In Prakash Kadam v. RamprasadVishwanath Gupta, the Hon’ble Supreme Court came down heavily on the police for committing murder and then portrayed it as an encounter by pleading that the order was given to them by higher authorities. It further held that if any police personnel is ordered to do a “fake encounter”, he/she must refuse it and failing to refuse would amount to the charge of murder.
The Hon’ble Supreme Court in the case of PUCL v. State of Maharashtra gave guidelines to be followed when an encounter takes place. It observed two scenarios after the encounter has been done, i.e., (1) Injury is the result of an encounter and (2) Death is the result of an encounter. It recommended that the encounter should be reported to the National Human Rights Commission and the State Human Rights Commission without any delay. There should be magisterial inquiry should be conducted in the cases of encounters where death is the result. Further, if any officer is found guilty by the inquiry, they should be suspended immediately, and disciplinary action should be initiated against them.
Fake Encounters in the garb of self-defense have now been normalized to execute instant justice or in some cases personal vendetta.
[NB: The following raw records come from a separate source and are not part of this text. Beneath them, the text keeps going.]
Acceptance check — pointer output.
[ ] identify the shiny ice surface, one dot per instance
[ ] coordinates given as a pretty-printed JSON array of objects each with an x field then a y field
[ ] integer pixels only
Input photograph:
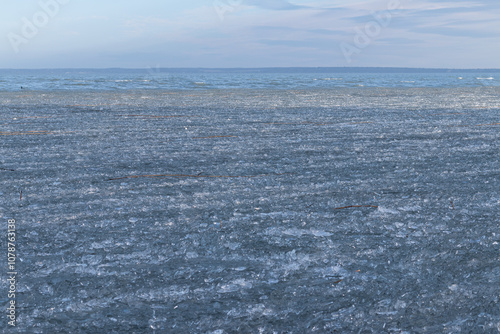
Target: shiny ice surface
[{"x": 234, "y": 211}]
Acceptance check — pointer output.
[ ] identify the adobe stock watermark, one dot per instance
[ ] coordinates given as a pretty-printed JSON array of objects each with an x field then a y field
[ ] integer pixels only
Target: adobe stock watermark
[
  {"x": 30, "y": 28},
  {"x": 371, "y": 30},
  {"x": 224, "y": 6}
]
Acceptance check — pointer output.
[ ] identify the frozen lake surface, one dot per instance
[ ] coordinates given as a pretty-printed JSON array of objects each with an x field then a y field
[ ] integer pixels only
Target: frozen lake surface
[{"x": 233, "y": 211}]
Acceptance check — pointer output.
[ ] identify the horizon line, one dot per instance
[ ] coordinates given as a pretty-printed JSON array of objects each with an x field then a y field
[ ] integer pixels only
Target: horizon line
[{"x": 258, "y": 68}]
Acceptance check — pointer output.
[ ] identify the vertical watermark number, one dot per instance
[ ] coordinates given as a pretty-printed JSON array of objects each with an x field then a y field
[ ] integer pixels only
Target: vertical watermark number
[{"x": 11, "y": 273}]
It brings a bad name to a country that follows the principles of natural justice. It is high time that society understands the consequences of this practice and disregards it. The major reason for such encounters is the complicated judicial process which is way too time-consuming. Thus, fast-track courts come in handy when dealing with these types of cases. Guidelines given by the Supreme Court about encounters should be followed to maintain transparency and accountability.
The cops engaged in such encounters must be punished for their inhumane acts and an example should be set so that such acts are not repeated in the future. “1000 culprits can escape, but, one innocent person should not be punished” is what governs our criminal justice system. Thus, attempts should be made in improving the justice system so that police do not have to resort to the method of encounter for providing instant justice as happened in the present case.